Unkept Promises: Chemours Newest Targets Miss the Mark
Following EIA’s call to cease irresponsible operations and subsequent mounting press pressure, the American chemical giant, the Chemours company released a new statement on their climate goals yesterday.
Given the fact that Chemours has failed to honor its past announcements, we sincerely hope this time the company will actually address the massively high emissions from its operations, including and especially HFC-23. Last month, following inquiries, Chemours released a statement announcing a project to reduce emissions of one of the most potent and destructive climate pollutants, HFC-23, by the end of 2022, more than five years after a nearly identical commitment the company made to “control, and to the extent feasible, eliminate by-product emissions of HFC-23” at their production facilities worldwide. Since the 2015 announcement, Chemours has been by far the largest HFC-23 polluter in the country according to their self-reported emissions data to EPA.
HFC-23 has a climate impact more than 12,000 times that of carbon dioxide. Chemours’ March, 2021 statement which laid out basic steps to address HFC-23 emissions, in contrast to globally implemented best practices, further demonstrates the company’s unfulfilled promises.
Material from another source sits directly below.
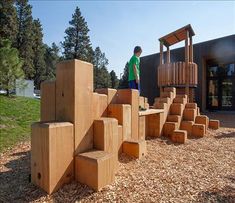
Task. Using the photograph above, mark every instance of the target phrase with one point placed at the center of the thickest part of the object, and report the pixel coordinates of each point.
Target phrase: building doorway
(220, 86)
For the past decade, the Chemours facility in Louisville, KY, emitted anywhere from 2.7 to 5.15 million metric tonnes of CO2e each year in the co-production of HCFC-22 and HFC-23. We continue to call on Chemours to shut down its operations immediately if it is unable or unwilling to control and contain its own chemical waste.
The Chemours company was spun-off from DuPont in 2015 and is one of the largest global producers of HFCs. The company had committed in 2015 to reduce emissions in its products sold by 300 million tons CO2e by 2025, a pledge missing in the newly announced emission targets. It is a missed opportunity for Chemours to have neglected scope 3 emissions at this point, given their products have contributed immensely to ozone depletion and climate change over the last century. Chemours should immediately make progress toward transparently disclosing the total climate impacts of its ongoing supply of synthetic greenhouse gases onto the global market. Additionally, given the combined history of production and emissions of CFCs, HCFCs and HFCs as DuPont and then Chemours, they have a duty to make restitution for the damage inflicted on our ozone layer and climate. EIA has additionally called for Chemours to restore the damage they have done by taking responsibility for the lifecycle climate impacts of their chemicals from cradle to grave. Recovery, reclaim, and destruction of all HFC refrigerants presents the opportunity to prevent nearly 100 billion tons of CO2e emissions by 2050.
Chemours’ latest announcement is grossly inadequate. In light of upcoming regulations, waiting until the end of 2022 to address HFC-23 emissions is both a failure to meet their moral obligation for their historical impact on our ozone and climate as well as a failure to meet their own inadequate commitments. It is past time for this chemical giant to move beyond new promises and unkept old ones and to undertake immediate concrete action – which we are anxiously awaiting.